A bit of background first: I'm currently using Hibernate Search 4.2 in my Java web application and I deal with write heavy Lucene Indexes in which I store quite a bit of data. An indexing operation of single object stored in my biggest index takes around 1 second when using the directory-based indexmanager.

To improve performance, I switched the indexmanager to near-real-time and the performance improved leaps and bounds, but now I would like to implement zero downtime deployments using Tomcat Parallel Deployments (which allows me to have 2 different versions of the same application side-by-side in a single Tomcat) and I have found out that I can't use the near-real-time indexmanager anymore because it buffers the modifications in memory and avoids flushing to disk until the buffer ram is full or the application shuts down.

My question is: what alternative solutions do I have in this situation? I would like to keep the indexing process as synchronous as possible.

I have taken a look at the code of Hibernate Search and I have seen that the there are different commit policies and a class called IndexWriterHolder that allows me to commit and flush writes, but I'm not sure if or how those APIs are publicly exposed.

I've also seen that Lucene 4 implements concurrent flushing and I've discovered the max_thread_states flag in Hibernate Search 5 that allows me to specify the number of concurrent writer threads per IndexWriter, but I've never used it before and I'm not sure if concurrent flushing would help in my situation.
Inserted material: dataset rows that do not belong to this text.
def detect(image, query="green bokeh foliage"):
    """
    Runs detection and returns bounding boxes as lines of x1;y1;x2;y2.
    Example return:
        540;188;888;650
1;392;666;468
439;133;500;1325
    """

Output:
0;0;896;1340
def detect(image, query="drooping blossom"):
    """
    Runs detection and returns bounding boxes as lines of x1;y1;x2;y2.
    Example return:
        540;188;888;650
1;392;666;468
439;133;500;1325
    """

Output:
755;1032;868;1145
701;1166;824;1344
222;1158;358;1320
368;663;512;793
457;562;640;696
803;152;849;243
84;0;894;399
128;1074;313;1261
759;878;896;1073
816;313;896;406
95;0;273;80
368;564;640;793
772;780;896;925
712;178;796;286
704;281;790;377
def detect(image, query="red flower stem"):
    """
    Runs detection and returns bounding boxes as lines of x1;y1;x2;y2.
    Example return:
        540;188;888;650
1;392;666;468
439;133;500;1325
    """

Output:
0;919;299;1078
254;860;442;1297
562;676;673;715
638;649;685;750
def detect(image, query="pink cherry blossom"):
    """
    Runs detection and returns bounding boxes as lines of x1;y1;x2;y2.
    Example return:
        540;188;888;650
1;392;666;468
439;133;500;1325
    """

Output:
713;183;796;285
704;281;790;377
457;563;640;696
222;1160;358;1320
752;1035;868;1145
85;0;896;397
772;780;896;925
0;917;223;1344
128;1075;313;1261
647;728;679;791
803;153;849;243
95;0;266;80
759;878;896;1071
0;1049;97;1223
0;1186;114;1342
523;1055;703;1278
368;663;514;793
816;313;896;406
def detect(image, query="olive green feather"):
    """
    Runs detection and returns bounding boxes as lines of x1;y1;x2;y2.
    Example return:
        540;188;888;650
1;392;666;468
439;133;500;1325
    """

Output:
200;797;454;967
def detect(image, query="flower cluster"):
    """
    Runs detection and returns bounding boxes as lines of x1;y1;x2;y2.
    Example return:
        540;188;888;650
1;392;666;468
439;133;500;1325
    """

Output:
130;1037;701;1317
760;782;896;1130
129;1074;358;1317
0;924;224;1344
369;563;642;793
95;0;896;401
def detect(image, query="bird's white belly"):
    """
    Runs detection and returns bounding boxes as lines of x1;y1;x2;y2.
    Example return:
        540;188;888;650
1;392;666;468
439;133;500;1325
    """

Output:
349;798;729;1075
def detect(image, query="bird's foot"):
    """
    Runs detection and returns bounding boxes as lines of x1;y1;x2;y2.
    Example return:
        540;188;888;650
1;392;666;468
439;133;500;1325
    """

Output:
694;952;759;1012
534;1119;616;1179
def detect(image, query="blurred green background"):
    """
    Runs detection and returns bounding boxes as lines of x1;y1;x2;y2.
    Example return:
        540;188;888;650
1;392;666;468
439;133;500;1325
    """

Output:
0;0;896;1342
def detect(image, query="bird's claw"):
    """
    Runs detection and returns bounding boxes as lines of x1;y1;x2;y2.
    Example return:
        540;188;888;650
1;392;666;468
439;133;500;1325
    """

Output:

Any help is greatly appreciated. Thank you.

1

1 Answers

0
votes

Great question. The short answer is that this is currently not possible.

The IndexWriterHolder is indeed not public API and would be tricky to expose as it handles a queue in a background thread: invoking it directly rather than by scheduling events into the queue would be racy.

The concurrent flushing capabilities of Lucene are being used automatically, when safe; for example during MassIndexing; I don't expect the max_thread_states property would help you much, but it's worth trying the other tuning options.

I'm one of the Hibernate Search developers and wasn't aware of Tomcat's Parallel Deployments: it sounds like an interesting feature which we could explore supporting. Please open a feature request on JIRA or start a conversation on the forums to better help us understand how this could work.